Sunday, July 8, 2018


Since the word "assumption" was brought up, I've realized I make a TON of assumptions.

Just putting it out there...
     I assume my neighbor is so upset when his wife leaves to visit her family in another country for weeks on end that he just can't get up and get out to do things outside the house.
     I assume the girl down the street does not have a steady job. Or boyfriend.
     I assume the checker at Jewel is not happy with his job.
     I assume my students are all to happy not going to school in the summer.
     I assume my town has tons of money to spare (the fireworks get better and better each year).
     I assume the man I saw walking today doesn't have a job.
     I assume the guy I saw sitting in his car near the creek is up to no good.

What the heck? Why does my brain do this?

Again, it's trying to tell me stories about people I do not know.

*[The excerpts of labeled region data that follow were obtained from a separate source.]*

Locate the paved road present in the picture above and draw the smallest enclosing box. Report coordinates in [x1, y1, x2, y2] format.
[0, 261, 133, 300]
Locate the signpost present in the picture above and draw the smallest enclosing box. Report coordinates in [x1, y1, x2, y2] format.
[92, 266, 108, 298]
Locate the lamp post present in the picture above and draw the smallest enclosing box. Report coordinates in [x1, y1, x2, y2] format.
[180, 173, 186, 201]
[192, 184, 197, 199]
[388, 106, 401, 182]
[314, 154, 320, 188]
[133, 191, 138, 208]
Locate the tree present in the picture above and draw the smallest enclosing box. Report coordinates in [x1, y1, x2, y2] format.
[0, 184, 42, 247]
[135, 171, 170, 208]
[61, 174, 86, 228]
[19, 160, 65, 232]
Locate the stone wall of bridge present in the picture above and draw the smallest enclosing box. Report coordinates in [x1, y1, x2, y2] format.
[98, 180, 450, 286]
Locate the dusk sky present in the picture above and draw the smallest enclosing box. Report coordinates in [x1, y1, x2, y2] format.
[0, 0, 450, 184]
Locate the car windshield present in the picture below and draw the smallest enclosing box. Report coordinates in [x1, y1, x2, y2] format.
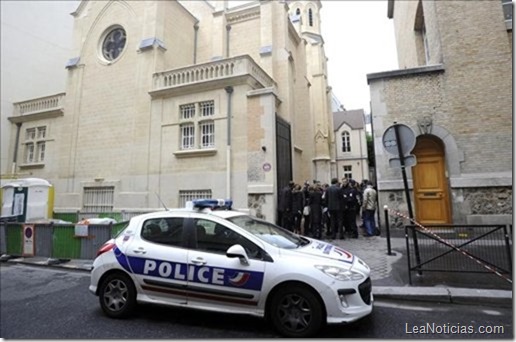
[228, 215, 310, 249]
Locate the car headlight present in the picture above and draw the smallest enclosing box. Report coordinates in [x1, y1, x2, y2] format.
[315, 265, 364, 280]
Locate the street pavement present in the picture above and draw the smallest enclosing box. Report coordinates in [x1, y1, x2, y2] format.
[0, 232, 512, 307]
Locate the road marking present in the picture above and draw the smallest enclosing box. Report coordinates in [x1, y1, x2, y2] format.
[374, 301, 435, 311]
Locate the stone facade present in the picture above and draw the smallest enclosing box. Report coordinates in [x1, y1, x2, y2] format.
[5, 1, 333, 221]
[368, 0, 513, 227]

In Being the Change, Sara K. Ahmed says implicit bias is...

thought processes that happen without you even knowing it; little mental shortcuts that hold judgments you might not agree with. They are associations with objects and symbols. How much we trust someone based on looking at them. How much value we place on information given the source. How we tend to feel more comfortable with and compassionate toward those who look like us. How we view and measure people’s character can be quick judgments grounded in our implicit bias.

I am willing to change.
How do I train my brain to stop snap judgments?